Alles Käse am Ende des Tages, ist die Fläche doch der begrenzte Faktor. Mit 14 qm Photovoltaik kann man 12000 km Tesla fahren. Wieviel Ackerfläche braucht man dafür ?

von Christian Bothe

Biokraftstoffe, das ist die Zukunft!

Hoffentlich arbeitet die Tagung noch einmal die Wichtigkeit der Nutzung von Biokraftstoffen heraus, und was diese im Mix mit fossilen Brennstoffen auch nach 2030 umweltfreundlich für den Verbrenner bedeuten können!
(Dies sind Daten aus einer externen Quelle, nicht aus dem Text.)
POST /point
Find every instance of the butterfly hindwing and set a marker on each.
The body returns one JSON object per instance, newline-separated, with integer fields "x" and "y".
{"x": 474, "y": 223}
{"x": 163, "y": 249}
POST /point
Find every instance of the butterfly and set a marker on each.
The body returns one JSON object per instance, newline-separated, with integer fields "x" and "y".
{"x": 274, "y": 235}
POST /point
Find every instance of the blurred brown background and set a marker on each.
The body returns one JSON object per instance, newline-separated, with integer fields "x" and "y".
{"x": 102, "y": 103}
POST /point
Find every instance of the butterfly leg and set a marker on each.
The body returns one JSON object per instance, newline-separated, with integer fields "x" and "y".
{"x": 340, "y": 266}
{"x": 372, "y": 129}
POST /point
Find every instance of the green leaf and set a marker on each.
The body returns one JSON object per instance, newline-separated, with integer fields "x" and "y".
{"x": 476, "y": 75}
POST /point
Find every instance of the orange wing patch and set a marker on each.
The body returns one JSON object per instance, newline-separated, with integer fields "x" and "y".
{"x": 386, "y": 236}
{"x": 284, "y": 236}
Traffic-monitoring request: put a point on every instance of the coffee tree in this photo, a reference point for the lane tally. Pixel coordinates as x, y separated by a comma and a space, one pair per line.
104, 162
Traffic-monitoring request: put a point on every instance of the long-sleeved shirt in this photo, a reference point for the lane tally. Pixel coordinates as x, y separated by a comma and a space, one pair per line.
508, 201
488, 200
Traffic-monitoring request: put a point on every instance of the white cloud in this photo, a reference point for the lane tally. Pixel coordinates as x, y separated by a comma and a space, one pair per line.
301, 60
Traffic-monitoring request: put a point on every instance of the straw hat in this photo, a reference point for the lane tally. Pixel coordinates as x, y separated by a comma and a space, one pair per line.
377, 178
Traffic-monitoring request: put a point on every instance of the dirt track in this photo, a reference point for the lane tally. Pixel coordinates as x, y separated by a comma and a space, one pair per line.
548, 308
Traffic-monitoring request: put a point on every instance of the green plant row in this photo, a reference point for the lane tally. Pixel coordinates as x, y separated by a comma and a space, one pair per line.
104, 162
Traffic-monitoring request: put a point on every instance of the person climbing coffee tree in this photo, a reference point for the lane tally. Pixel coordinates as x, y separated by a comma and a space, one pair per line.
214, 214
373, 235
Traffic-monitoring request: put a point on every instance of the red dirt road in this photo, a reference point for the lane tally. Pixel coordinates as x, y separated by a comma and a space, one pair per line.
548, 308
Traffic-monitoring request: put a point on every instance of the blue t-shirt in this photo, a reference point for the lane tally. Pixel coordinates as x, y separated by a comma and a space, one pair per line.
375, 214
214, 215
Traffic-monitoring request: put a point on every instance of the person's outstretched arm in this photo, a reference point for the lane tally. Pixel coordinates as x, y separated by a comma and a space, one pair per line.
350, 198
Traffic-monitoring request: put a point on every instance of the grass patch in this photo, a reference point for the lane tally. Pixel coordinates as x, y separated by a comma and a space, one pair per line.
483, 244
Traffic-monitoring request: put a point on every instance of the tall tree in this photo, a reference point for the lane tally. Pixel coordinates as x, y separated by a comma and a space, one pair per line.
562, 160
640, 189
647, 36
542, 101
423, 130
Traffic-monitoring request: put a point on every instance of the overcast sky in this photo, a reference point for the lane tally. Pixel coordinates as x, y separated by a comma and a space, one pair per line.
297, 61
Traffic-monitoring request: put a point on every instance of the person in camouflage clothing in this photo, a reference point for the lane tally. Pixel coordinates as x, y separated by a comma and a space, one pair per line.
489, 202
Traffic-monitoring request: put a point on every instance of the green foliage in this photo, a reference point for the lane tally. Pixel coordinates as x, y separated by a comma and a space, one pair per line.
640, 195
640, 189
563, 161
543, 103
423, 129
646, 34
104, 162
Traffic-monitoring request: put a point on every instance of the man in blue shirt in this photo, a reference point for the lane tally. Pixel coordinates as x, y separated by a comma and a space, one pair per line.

Die LW kann wesentlich dazu beitragen, ergänzend dazu synthetische Kraftstoffe. Das würde der Volkswirtschaft und der Automobilindustrie zugute kommen und man braucht nicht ständig von einer „neuen Entwicklung“ im Automobilsektor zu reden und verhindert die Entlassung tausender Arbeitnehmer.Diese Einseitigkeit auf E-Mobilität zu setzen ,ist falsch und schadet der Volkswirtschaft. E-Mobilität und Windmühlen sind für mich wie „Märchen aus 1001 Nacht“ und werden vollkommen überbewertet.